Export files and what they represent
------------------------------------
Per clinic in outputs/{DB}/:
- registers_clean.csv: cleaned register-level dataset
- followups_clean.csv: cleaned follow-up-level dataset
- patient_latest.csv: one latest follow-up record per patient (main denominator table)
- monthly_summary.csv: registrations and follow-ups by month
- bp_control_trend.csv: monthly BP control trend
- dm_control_trend.csv: monthly DM control trend
- continuity_metrics.csv: active/ltfu/missed/late counts + rates
- quality_metrics.csv: lab coverage metrics
- risk_metrics.csv: risk markers and symptoms
- operations_metrics.csv: medication changed summary
- operations_distributions.csv: adherence + drug supply distributions
- other_medications.csv: normalized Foth_medi_spec distribution
- equity_bp_control.csv, equity_dm_control.csv: equity tables
- kpi_summary.csv: top KPI table
- data_quality_report.csv: quality counters
- data_quality/invalid_date_ranges.csv: row-level invalid date list
- doctor/doctor_action_lists.csv: clinical follow-up list

Overall outputs in outputs/overall/:
- Same structure computed on combined clinic data.
- Includes kpi_summary_by_clinic.csv and overall invalid_date_ranges.csv.

Important denominator notes
---------------------------
1) "Patients" in KPI cards:
- count of rows in patient_latest (latest-follow-up cohort), not all raw attendance rows.
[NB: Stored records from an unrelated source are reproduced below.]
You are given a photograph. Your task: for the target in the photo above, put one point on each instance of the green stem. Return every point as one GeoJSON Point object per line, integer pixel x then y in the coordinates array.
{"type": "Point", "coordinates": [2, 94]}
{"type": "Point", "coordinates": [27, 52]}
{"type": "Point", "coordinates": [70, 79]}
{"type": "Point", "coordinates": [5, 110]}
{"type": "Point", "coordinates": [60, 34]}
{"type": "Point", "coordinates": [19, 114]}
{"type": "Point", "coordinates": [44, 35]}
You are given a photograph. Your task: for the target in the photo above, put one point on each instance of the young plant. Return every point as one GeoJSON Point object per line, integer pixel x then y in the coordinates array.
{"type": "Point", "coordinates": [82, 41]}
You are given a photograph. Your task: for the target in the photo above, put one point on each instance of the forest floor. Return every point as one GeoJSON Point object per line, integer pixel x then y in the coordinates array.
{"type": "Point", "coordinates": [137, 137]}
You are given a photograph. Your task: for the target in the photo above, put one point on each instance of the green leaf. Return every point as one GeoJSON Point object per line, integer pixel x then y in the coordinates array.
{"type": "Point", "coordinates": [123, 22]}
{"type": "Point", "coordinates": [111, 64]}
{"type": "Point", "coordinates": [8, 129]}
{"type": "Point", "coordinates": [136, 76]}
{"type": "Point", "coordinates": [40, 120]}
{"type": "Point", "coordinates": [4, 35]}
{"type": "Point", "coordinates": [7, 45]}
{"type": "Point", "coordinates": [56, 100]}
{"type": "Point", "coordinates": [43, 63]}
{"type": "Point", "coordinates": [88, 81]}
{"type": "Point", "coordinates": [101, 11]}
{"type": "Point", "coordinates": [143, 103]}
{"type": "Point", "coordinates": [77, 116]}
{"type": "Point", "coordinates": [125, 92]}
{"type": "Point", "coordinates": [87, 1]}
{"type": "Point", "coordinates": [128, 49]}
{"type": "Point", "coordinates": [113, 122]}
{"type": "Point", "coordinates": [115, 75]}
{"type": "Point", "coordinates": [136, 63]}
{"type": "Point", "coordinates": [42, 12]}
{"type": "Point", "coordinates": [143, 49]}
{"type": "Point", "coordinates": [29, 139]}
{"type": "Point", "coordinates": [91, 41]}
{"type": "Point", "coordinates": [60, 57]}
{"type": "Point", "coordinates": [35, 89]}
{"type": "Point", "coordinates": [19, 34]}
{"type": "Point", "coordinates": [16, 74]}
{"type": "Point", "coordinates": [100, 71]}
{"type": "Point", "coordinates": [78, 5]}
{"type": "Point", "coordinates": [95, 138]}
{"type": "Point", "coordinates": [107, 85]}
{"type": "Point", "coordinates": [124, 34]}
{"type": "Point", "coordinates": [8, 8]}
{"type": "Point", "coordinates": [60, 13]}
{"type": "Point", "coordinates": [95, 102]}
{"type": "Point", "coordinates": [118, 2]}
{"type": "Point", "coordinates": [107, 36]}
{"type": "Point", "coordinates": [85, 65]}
2) BP/DM control denominator:
- not all patients; only those with valid measurements for that metric.

3) Visit-level missed appointment percentage:
- denominator is follow-up visits assessed among active patients.
- this can differ from patient-level missed count.

Current key default parameters (config.yaml)
--------------------------------------------
- date_range: 2015-01-01 to 2025-12-31
- data_quality.min_valid_date: 2018-01-01
- data_quality.max_valid_date: 2025-12-31
- active_days: 180
- ltfu_days: 90
- BP control: <140/<90
- DM thresholds: HbA1c<7, 2HPP<180, FBS<126, RBS<200

Audit/troubleshooting locations
-------------------------------
- Background status: storage/app/ncd_analysis_status.json
- Background log: storage/logs/ncd_analysis_background.log
- Last outputs timestamp: derived from latest CSV mtime in outputs/{clinic}/

Notes
-----
- Unknown/NA/null-like values are treated as missing in most calculations.
- Date filtering and trend filters are applied before most metrics.
- If a metric looks inconsistent, first compare:
  - selected clinic
  - timeframe / trend year
  - denominator definition (patient-level vs visit-level).